Im new here. My name is Justin and my girlfriend and I live in northern NJ. We recently got our first apartment together and as a gift from a friend we got a one year old ringneck dove. He is a male and his name is Tot (as in "tater-tot"  ) I have kept birds in the past, i had two parakeets and a cockateil that my ex-wife kept after our divorce. 
I have to say, I thought having a dove would be kind of silly. I did not think they were very interactive, but boy was I wrong! I absolutly LOVE this little guy! He is very interactive and affectionate. His soft cooing sounds fill the room and he is just a delight to have in the home.
I have been reading through the posts here and have gotten some very helpful hints aside from what advice his prevous owner had given me. I think we are well set up for giving Tot all the love and care he needs. 
Now, since I have never kept a dove before there are two things I am wondering about. 

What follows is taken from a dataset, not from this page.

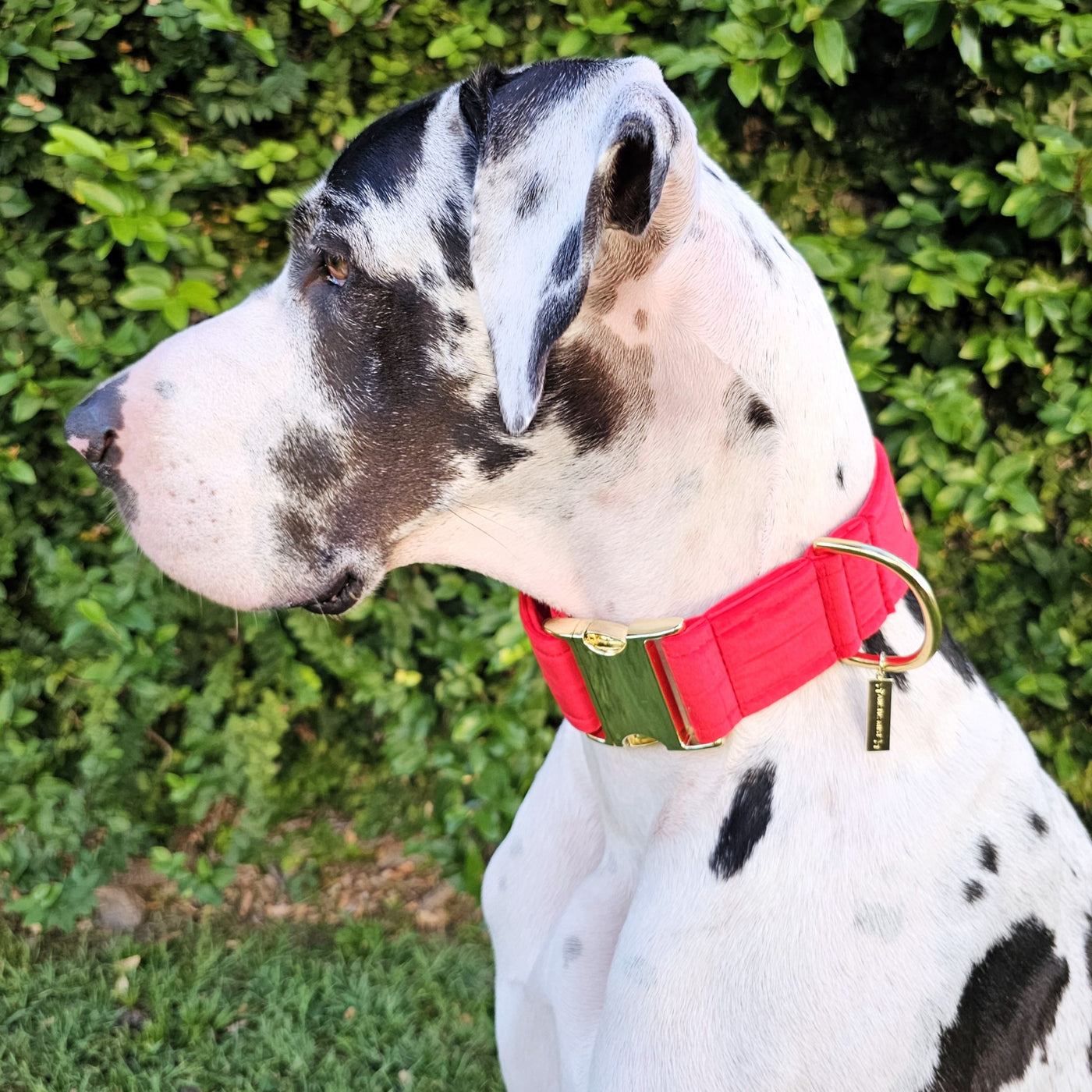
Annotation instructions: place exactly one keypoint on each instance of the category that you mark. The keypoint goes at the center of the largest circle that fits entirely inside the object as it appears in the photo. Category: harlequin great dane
(529, 328)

1. Tot has NO problem letting me handle him and pet him, but when my girlfriend tries to get him to even perch on her finger he flies away.  Could this be due to the fact that his previous owner was a single guy and Tot is not used to women?

2. Having only one dove, I thought it might be a good idea to put a mirror in Tot's cage. Upon doing so his behavior has become a bit strange. He is making a more "deep throated" cooing sound while bobbing his head up and down. He also started making a very funny "laughing" sound.  Is this a sign of agression towards his mirror reflection? Should I remove the mirror?

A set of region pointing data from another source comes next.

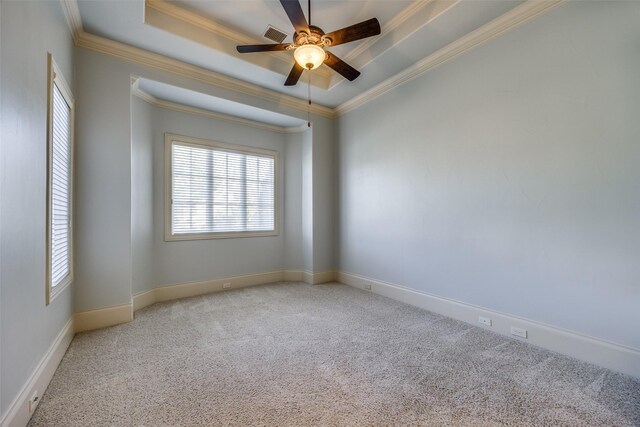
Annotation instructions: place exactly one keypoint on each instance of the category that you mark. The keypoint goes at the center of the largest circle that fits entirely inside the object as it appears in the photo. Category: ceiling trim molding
(182, 108)
(439, 8)
(504, 23)
(72, 15)
(144, 57)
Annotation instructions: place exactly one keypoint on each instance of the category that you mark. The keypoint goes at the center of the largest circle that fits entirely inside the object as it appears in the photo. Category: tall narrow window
(59, 184)
(218, 190)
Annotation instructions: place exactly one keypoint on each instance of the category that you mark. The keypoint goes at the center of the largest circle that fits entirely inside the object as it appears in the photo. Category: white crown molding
(72, 15)
(182, 108)
(144, 57)
(398, 34)
(504, 23)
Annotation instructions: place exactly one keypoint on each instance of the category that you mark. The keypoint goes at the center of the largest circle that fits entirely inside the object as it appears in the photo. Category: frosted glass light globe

Other than those two items Tot seems very happy and content. I just love having him around and I look forward to posting here alot in the future.

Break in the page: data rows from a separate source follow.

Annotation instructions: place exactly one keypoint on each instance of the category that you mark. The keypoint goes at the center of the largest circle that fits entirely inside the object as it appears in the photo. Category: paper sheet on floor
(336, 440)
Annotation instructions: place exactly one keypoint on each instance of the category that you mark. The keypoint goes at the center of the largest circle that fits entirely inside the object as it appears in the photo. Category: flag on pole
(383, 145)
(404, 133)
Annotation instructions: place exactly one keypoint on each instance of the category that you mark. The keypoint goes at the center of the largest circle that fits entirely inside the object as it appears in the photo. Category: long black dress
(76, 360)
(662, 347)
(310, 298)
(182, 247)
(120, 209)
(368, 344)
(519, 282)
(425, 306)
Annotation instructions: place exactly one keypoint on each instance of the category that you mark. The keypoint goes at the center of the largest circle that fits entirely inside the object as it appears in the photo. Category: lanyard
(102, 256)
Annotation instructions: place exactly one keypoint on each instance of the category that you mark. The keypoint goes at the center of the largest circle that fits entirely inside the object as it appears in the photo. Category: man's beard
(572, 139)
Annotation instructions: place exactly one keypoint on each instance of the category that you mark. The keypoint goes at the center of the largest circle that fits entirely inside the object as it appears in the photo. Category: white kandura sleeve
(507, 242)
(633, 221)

Thanks in advance for any and all advice.


----------



## doveone52 (Aug 3, 2009)

Welcome,Justin and girlfriend! I'm so glad to see another ringneck lover. Aren't they just great pets? Sounds like he is just showing off-I think it's a man thing!


----------



## Skyeking (Jan 17, 2003)

Hello and Welcome to Pigeon Talk,

Sounds like you have found a wonderful pet. 
I've never had a dove but I understand they can be every bit as social and engaging pigeons.


----------



## spirit wings (Mar 29, 2008)

doves can be pretty aggresive when they are protecting their turf..my thought is they do better in pairs or a trio or even an aviary with more doves.. keeping a lone dove without him being able to have a wife and do all those things doves do and alot of it is nesting and wooing his mate and making house.. would or could get lonely IMO.. time wise it is hard to meet all his needs for a mate.. I would get him a hen, and introduce slowly...he just may see you as his mate and the new bird as competition.. untill they figure out who is who and get used to each other the hen may accept him.


----------



## Ross Howard (Nov 26, 2009)

Talking to his reflection is normal but he will fall for mirror image & you will lose him as buddy. Also same will happen with a mate unless you can train both to be your buddy. Has been my experience with doves , pigeons , chickens & ducks with the males.


----------



## CG_Justin (Nov 16, 2010)

Thanks for the warm welcome and advice all.  I think I will be removing the mirror for now as I would like him to remain my "buddy" and not fall in love with himself.


----------



## Doves1111 (Mar 5, 2005)

Hi Justin...welcome to PT. Single doves make wonderful pets, but because they are alone...they need a lot of human attention and interaction. Removing the mirror is a good idea...especially if you want him to be your buddy. Being afraid of your girlfriend is probably like you said...he is not used to women. Have your girlfriend feed him his favorite treat. Give him time and he should come around. Most pet birds usually have one favorite person...in my house, that would be me! 

Dawn


----------



## Jaye (Mar 13, 2008)

Justin...how about a photo ? (Of the dove, that is....)


----------



## ptras (Jun 29, 2010)

CG_Justin said:


> Thanks for the warm welcome and advice all.  I think I will be removing the mirror for now as I would like him to remain my "buddy" and not fall in love with himself.


Shouldn't be a problem. Pigeons (and I assume doves) are one of only three animals that pass the "mirror test." That is, they recognize the reflection to be themselves rather than another bird. If your dove is displaying mating behavior (as it appears he is) in front of the mirror, it will only be a matter of time before he should figure out he is trying to woo himself.


----------